Comprendo que de aquella conversación Lucila tomó la sabiduría que le permite seguir adelante contra viento y marea, orgullosa de sus habilidades para cocinar. Los clientes que elogian sus platillos a veces piden que se acerque a su mesa para felicitarla. Oigo que le preguntan en dónde está su secreto para hacer las salsas y los adobos. Ella les enumera los condimentos en términos de puntas de cuchara y pizquitas. Lo que no dice es que en su buena sazón están su parloteo interminable y a veces también sus lágrimas.
III
Aunque Lucila no deje de hablar se da cuenta de todo, por ejemplo de que estoy triste. Me preguntó el motivo. Le confesé que diciembre me afecta, me entristece. Pienso en los familiares y en los amigos que ya no están. Cualquier cosa me recuerda que las fiestas de fin de año en mi casa siempre eran tristes porque mi padre las pasaba borracho.
En su intento por ocultarlo se volvía parlanchín, bromista, juguetón con mis hermanos y conmigo; con mi madre, cariñoso hasta la obscenidad. Ella lo rechazaba discretamente. Él se enfurecía por eso y porque nosotros no celebrábamos sus bromas. Al fin se iba a su cuarto llorando, horrorizado de tener hijos agrios y una esposa insípida.

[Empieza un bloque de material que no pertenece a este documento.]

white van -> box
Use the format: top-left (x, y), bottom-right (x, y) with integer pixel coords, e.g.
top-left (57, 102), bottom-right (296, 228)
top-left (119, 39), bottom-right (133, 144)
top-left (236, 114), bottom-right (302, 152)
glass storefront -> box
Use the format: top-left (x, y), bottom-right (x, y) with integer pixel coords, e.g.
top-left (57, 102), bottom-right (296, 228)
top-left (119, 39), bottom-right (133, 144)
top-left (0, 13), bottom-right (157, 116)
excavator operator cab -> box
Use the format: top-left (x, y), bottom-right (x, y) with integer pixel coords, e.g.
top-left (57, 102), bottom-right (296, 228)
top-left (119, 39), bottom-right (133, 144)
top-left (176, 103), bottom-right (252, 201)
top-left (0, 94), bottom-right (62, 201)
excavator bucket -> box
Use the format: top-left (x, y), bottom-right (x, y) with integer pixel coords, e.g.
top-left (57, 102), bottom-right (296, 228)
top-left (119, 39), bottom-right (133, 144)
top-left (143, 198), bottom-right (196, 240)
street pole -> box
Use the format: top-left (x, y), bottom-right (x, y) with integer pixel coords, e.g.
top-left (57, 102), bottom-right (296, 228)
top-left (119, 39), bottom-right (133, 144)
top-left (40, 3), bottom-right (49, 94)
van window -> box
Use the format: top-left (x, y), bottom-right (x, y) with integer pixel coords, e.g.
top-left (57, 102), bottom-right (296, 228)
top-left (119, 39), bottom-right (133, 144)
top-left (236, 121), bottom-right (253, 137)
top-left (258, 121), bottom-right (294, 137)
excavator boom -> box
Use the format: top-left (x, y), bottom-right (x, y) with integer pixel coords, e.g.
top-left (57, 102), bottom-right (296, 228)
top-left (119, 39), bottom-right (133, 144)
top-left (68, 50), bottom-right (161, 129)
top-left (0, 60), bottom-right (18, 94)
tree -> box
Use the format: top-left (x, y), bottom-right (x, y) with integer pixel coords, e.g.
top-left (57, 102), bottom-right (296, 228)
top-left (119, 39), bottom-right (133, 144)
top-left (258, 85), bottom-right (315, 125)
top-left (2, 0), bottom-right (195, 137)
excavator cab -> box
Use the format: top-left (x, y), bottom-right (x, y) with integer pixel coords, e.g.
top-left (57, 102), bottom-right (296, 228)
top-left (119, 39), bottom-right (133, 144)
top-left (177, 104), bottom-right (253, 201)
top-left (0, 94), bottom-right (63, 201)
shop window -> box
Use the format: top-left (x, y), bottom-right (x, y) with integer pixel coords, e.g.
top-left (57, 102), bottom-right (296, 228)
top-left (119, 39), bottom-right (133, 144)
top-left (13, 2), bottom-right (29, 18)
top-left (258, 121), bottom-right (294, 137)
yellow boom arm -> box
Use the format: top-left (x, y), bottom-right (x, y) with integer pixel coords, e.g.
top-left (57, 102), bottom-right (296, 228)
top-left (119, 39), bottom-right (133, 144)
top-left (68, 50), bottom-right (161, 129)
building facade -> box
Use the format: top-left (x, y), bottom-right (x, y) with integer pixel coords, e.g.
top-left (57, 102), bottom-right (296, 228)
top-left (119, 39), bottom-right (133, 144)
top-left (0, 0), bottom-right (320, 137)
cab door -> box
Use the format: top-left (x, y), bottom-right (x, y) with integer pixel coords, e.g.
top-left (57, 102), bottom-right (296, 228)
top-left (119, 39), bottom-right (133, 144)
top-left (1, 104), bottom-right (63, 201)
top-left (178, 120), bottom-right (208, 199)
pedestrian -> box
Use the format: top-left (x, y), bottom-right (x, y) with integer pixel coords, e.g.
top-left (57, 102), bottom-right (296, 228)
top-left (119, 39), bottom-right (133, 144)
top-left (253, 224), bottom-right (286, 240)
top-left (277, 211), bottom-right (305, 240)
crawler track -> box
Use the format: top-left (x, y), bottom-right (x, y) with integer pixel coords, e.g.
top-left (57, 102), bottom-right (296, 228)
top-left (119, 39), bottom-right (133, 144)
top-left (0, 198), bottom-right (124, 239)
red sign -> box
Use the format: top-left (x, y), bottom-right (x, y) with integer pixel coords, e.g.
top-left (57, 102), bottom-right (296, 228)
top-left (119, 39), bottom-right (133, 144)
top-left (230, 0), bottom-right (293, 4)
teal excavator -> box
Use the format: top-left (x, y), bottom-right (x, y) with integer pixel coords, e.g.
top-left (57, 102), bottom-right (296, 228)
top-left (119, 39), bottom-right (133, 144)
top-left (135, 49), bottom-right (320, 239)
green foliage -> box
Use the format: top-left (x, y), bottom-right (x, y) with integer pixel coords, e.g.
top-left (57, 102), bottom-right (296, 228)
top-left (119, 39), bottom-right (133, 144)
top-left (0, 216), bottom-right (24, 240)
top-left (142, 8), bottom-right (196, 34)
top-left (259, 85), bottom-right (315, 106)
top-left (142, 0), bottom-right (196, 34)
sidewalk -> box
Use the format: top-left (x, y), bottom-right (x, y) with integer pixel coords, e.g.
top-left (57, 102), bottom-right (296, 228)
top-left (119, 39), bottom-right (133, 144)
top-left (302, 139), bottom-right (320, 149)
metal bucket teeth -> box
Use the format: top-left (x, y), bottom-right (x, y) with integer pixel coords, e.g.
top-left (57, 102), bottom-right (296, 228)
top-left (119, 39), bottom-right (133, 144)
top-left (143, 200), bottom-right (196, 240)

Lucila aceptó que yo tenía motivos de sobra para agobiarme con esos recuerdos, pero luego me hizo notar algo en lo que no había pensado. En las Navidades que yo recordaba como momentos muy tristes de mi infancia había algo hermoso: la presencia de mi padre. Entonces, al fin niña, no imaginé que la situación empeoraría cuando llegara el diciembre en que mi padre se ausentó de nosotros para siempre.